India’s version of the tuk-tuk

Skipping the bad traffic and the pushy autowallas, I opt to explore the city on foot.

The first thing I notice as I walk around the streets of Bengaluru, is the beautiful wall paintings. The paintings, left there by aspiring artists, give a small insight into the city’s culture and heritage.

When in Bangalore, don’t pass up the opportunity to visit the Bangalore Palace, once an iconic residence of the Wadiyars of the Mysore Kingdom.
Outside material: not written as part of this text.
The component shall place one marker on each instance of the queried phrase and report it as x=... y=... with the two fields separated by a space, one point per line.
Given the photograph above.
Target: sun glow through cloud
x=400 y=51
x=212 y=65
It’s located on Palace Road in Vasanth Nagar, about 45 minutes drive from the airport.


The sprawling Tudor-inspired estate with its mix of Scottish Gothic was built in 1887 by King Chamaraja Wadiyar, and today it is opened to the public who are keen to learn about South India’s most enduring dynasties.

From the main gate, I walk about five minutes towards the open area of the palace, where private cars used to drop by with its important passenges.

The sprawling Tudor inspired estate was built in 1887 by King Chamaraja Wadiyar

After buying an entrance ticket from the makeshift counter at the entrance (INR460 (about RM27) per person), I register for an

audio guide, which will help me learn more about the palace, its former residents and the people who built it.

The area, where the palace stands today, originally belong to Reverend J Garrett, a school principal in the cantonment town.

Later in 1873, the guardians of Chamaraja Wadiyar purchased the land and construction of the palace begins a year later.

The Superintendent of Lalbagh, John Cameron took charge of landscaping the palace and its surrounding areas. Like his predecessor, Cameron had a background in botany and had trained at the Royal Botanical Gardens in Kew, United Kingdom, then the centre of botanical research in the world.

The palace took four years to complete but more renovations and expansions have been carried out since.

The sound of footsteps echo throughout the empty palace and the wooden floor creaks under body weights. It is said that Chamaraja Wadiyar, while on an excursion to Windsor Castle, had fallen in love with its charming architecture and wanted a similar palace to be built at home.

Family photos, some in their pristine condition while others starting to peel and fade, hang on the walls, against the colourful motif-inspired wallpapers.

The courtyard at the Bangalore Palace

Walking from one hall to another, I begin to make sense ofthe once important landmark of Bangalore. This is where the king

used to address the assembly, such as the Durbar Hall with its massive elephant head mounted on the high wall.

The interior walls are mostly adorned with old paintings belonging to the royal family, including mid-19th century Greek and Dutch paintings. There are also paintings by India’s famous painter, Raja Ravi Varma.

Peeking through the window’s grill, I can see fortified towers and roman arches, quintessential elements of Tudor buildings. The facade of the buildings look as if it is lifted out of some French chateau.

My favourite area of the palace is the courtyard, with a fountain gifted by a former Spanish royal. I can spend a whole afternoon sitting on its coloured tile bench, while soaking in the atmosphere.

Before leaving, I take one last look at the palace, standing majestically after all these years. It’s hard to imagine that I’ve walked on the same path and sat on the same chair as the Maharaja once did.